Documents relating to circuit and chancery court cases have no date when they can be destroyed and must be kept indefinitely, Joyner said, and even scanning the documents to be preserved digitally — an undertaking the county is working on to preserve older, damaged records — does not allow the county to get rid of the paper records.

County Administrator Chris Lafferty said the county has done several rounds of scanning records with good success but the process is cost prohibitive on a large scale. The costs to digitize all of the records in the archives department would be more than the county can legally borrow.

As archives works to adjust to its new space, it’s not just old records that need to be stored, Joyner said. New records are produced daily, and archives is tasked with finding a place to store them.

“We have to allot for that growth,” she said.

At the new courthouse, or Lauderdale County Government Center, supervisors are working to finalize their list of things to be fixed as the building begins to turn nears a year old. Jim Smith of LPK Architects told the board that the list will be presented to contractors to address before calling the project done.

“They will be required to do everything they’re supposed to do,” he said.

The warranty for the building is set to run out on Sept. 5, Lafferty said, and anything supervisors want addressed will need to be documented before then.
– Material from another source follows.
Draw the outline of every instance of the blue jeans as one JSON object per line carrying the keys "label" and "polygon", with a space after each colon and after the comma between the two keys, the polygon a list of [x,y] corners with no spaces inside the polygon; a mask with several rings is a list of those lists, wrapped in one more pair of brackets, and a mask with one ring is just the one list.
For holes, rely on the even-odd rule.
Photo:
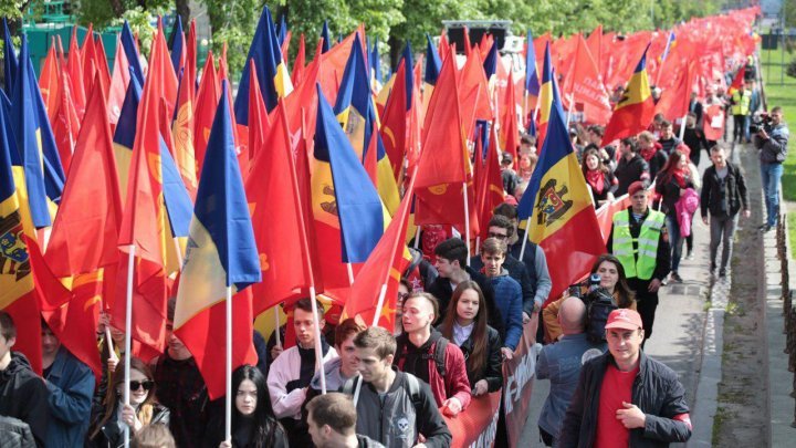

Other than the final list, there are two change orders still outstanding on the courthouse project, Smith said. One, which includes the installation of sound panels in the courtrooms and other areas of the building, is expected to be finished by mid September. The other, a door for the circuit clerk’s office, is also in progress. It takes around 12 weeks to get a door, Smith said, but he hopes to have the door jam set and ready when it arrives.